Raden Dewi Sartika

Selamat Datang di Blog Materi IPA. Judul Postingan Kali ini tentang Raden Dewi Sartika. Semoga bermanfaat untuk dibaca.
Raden Dewi Sartika adalah salah satu pahlawan wanita dalam bidang pendidikan. Namanya memang tidak sebesar RA Kartini dan tanggal kelahirannya tidak diperingati sebagaimana hari kelahiran Kartini. Tetapi peranannya dalam memajukan pendidikan kaum wanita pribumi tidak kecil. Karena itu pada tahun 1966 pemerintah mengangkat Dewi Sartika sebagai pahlawan nasional.

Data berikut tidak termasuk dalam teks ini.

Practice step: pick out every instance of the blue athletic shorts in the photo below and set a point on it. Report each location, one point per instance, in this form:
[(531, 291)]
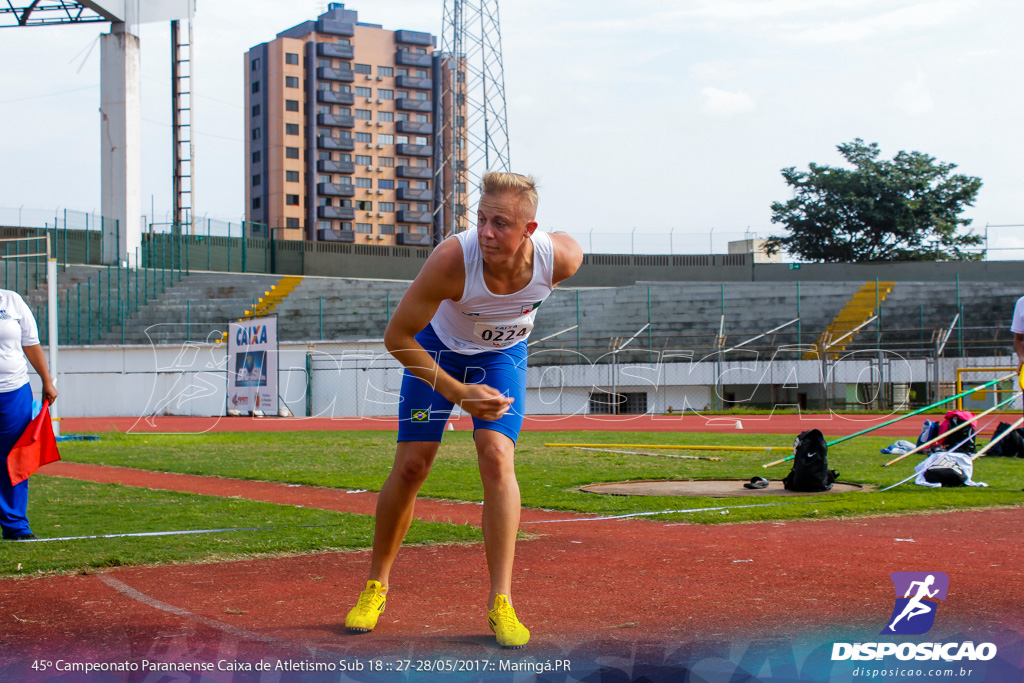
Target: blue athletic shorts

Dewi Sartika lahir di Bandung pada 4 Desember 1884. Beliau adalah putri kedua dari lima bersaudara dari kalangan bangsawan Sunda. Ayahnya bernama Raden Rangga Somanagara, Patih Bandung. Sedangkan Ibunya adalah Raden Ayu Rajapermas, putri Bupati Bandung Raden Adipati Wiranatakusumah IV (1846-1876).

Saat Dewi Sartika berusia sembilan tahun dan bersekolah di kelas III ELS (Europesche Lagere School), ayahnya dituduh terlibat dalam percobaan pembunuhan terhadap Bupati Bandung R.A.A. Martanagara dan para pejabat Belanda di Kota Bandung pada 1893. Tuduhan itu membuat ayahnya dibuang ke Ternate, disamping itu teman dan kerabatnya menjauhi keluarganya karena takut dituduh terlibat dalam peristiwa itu. Dewi pun berhenti sekolah dan dibawa pindah oleh uwaknya yang menjabat sebagai Patih Cicalengka. Di sana ia mendapat pendidikan keterampilan wanita bersama anak-anak lainnya. 

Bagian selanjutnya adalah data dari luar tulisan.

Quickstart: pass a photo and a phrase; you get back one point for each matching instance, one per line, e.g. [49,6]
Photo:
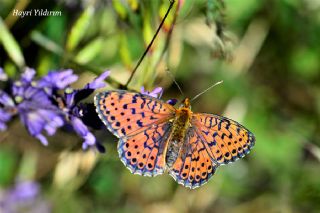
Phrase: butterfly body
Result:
[155,137]
[178,133]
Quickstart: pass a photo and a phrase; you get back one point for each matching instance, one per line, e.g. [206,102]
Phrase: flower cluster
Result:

Sejak kecil Dewi sudah menunjukkan bakat sebagai pendidik. Di waktu senggangnya, ia sering bermain "sekolah-sekolahan" dengan anak-anak pegawai kepatihan sementara ia sendiri menjadi gurunya. Ia mengajar baca-tulis dan bahasa Belanda dengan menggunakan papan bilik kandang kereta, arang, dan pecahan genting yang dijadikannya alat bantu belajar. Dan ia pun kemudian bercita-cita mendirikan sekolah untuk memajukan  anak-anak gadis, baik anak menak maupun anak somah.

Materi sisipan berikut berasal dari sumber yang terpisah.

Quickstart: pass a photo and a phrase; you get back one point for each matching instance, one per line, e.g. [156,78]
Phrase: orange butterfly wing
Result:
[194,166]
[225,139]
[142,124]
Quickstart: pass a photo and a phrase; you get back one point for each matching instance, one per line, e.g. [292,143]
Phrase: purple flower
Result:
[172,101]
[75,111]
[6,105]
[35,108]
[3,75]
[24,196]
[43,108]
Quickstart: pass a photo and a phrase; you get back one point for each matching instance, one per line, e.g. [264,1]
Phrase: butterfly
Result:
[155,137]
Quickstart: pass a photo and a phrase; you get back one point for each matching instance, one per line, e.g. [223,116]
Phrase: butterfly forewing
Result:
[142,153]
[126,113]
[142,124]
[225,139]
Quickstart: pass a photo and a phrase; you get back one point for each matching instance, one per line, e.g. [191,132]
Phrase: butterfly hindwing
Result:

Keinginannya mendirikan  sekolah diwijudkannya ketika ia sudah kembali ke Bandung. Atas bantuan Bupati Bandung R.A.A. Martanagara dan didukung C. den Hamer, inspektur sekolah, ia membuka Sakola Isteri pada 16 Januari 1904. Pada 1910 kemudian diganti menjadi Sakola Kautamaan Isteri sedangkan pada 1914 diganti menjadi Sakola Raden Dewi. Di sekolah khusus wanita ini, murid-muridnya mendapat pelajaran keterampilan wanita selain pelajaran umum. Disini juga diajarkan pelajaran agama Islam, yang tidak diajarkan di sekolah-sekolah bergaya Barat.

Sekolah ini makin berkembang dengan jumlah murid yang semakin banyak. Dibuka pula cabang-cabangnya di berbagai kota di Jawa Barat seperti Bogor, Serang, Ciamis, bahkan di Sumatra Barat. Maka pemerintah Hindia Belanda memberi tanda penghargaan bintang mas (gouden ster) sebagai penghargaan atas jasa-jasanya.

Raden Dewi Sartika menikah pada 1906 dengan Raden Kanduruan Agah Suriawinata, seorang guru di Sekolah Karang Pamulang Bandung dalam usia 22 tahun. Pada zaman itu, perempuan lain di usia tersebut biasanya sudah memiliki beberapa anak.

Pada masa pendudukan Jepang, Raden Dewi dicurigai sebagai NICA hingga ia harus menyingkir ke Garut dan akhirnya ke Cineam. Di Cineam, Tasikmalaya, Dewi Sartika wafat pada 11 September 1947 dengan meninggalkan enam orang anak.